Of course, seriously though, all of those activities can be quite relaxing and therapeutic, so there is at least that aspect present, but very little to do with mental illness of a more serious or pervasive nature beyond everyday stress and anxiety has been documented according to CBS Local SF Bay Area.
The Little Hoover commissioners wrote in their report:
After 10 years the state still can’t document whether $13 billion raised through the act has improved the streets of California and the lives of its residents.
Proposition 63 came about in 2004 as a ballot initiative when voters approved a 1 percent tax on incomes totaling more than $1 million. The money was intended to raise revenue for helping the mentally ill, such as prevention and early intervention programs. It was designed for each county to be responsible for its own programs, chosen and designed by each county, themselves. Unfortunately, no oversight commission was ever established for the first eight years of the program. Even now it has little authority, and coming late to the game… you can guess how that’s going.

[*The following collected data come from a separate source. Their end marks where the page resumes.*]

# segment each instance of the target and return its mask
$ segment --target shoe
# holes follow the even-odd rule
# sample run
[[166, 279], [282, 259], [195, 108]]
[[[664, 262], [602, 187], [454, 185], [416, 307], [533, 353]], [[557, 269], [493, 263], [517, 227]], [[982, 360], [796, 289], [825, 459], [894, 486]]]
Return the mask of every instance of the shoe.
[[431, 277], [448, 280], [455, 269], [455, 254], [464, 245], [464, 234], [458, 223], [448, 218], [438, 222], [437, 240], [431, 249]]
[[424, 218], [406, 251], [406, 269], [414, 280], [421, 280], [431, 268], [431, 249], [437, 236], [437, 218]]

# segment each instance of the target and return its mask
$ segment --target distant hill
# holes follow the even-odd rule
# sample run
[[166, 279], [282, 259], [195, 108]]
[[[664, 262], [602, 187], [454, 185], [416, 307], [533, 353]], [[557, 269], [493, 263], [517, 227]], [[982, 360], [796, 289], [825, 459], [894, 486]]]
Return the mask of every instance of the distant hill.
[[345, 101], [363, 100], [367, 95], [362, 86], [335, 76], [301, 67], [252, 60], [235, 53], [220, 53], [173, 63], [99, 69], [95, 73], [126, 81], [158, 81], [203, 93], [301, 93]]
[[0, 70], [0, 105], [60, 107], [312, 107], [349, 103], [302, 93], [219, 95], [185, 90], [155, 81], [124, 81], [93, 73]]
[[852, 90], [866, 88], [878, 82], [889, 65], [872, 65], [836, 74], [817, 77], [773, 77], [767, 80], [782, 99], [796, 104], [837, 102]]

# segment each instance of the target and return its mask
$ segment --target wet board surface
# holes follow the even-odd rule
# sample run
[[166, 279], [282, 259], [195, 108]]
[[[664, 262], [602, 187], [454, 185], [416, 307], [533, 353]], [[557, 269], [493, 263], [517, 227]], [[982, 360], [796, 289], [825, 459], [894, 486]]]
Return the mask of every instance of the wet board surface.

Consequently, the Little Hoover Commission’s report states there are next to no repercussions for careless or even fudged accounting, and lack of relevant data, which makes evaluating the programs next to impossible.
Spokesperson for the state Department of Health Care Services Norman Williams, overseer of the mental health program, claims the report was still being reviewed by agency officials as of Tuesday and is not able to offer comment. Williams did pledge, however that the agency would “work with county partners and others to ensure that the delivery of these important services is accomplished in an effective and efficient manner.”
At most, Little Hoover commissioners said in a hearing on Proposition 63 last year, that casual, unverifiable stories of individual success were given to them, but that in no manner could the state show “meaningful big-picture outcomes – such as reduced homelessness or improved school attendance.”
The commission, made up of numerous current and former lawmakers, as well as members of the public, issued its report to Gov. Jerry Brown and the state Legislature. The Legislature has the means for amending the proposition by two-thirds vote in order to rectify the law, if deemed necessary. If being unable to account for, or show significant results from, $13 billion worth of taxpayer money over 10 years isn’t enough, what in the City of Angels would be?
Spokespersons for Senate President Pro Tem Kevin de Leon (D-Los Angeles) and Assembly Speaker Toni Atkins (D-San Diego) – the two leaders of the state Legislature – have declined any comment as of Tuesday.
Luckily, it sounds like the commission is on track to make some solid recommendations to the Legislatures. Perhaps sensible reform is just around the corner and the mentally ill who really need help will begin to actually receive it.
According to CBS SF Bay Area, the Little Hoover Commission recommends the following:
- A ‘prompt and dramatic review’ of the oversight commission that includes expanding its authority;
- Requiring improved financial reporting;
- Using some of the money generated by the tax to create a modern data collection system, making data more easily accessible;
- Improve the program’s website to make it easier for the public to see how and where the money is spent.
- Requiring early intervention programs that could be controversial to be cleared by the commission before they are adopted;
Seems like some sound advice when one is playing with $13 billion dollars of taxpayer money.
This is not to say whatsoever that Proposition 63 is a bad piece of legislation, only that the means for tracking its spending and programs could be better refined.
If the money is to be taken, let it go to where it is intended, and let it be documented that that is exactly what is taking place.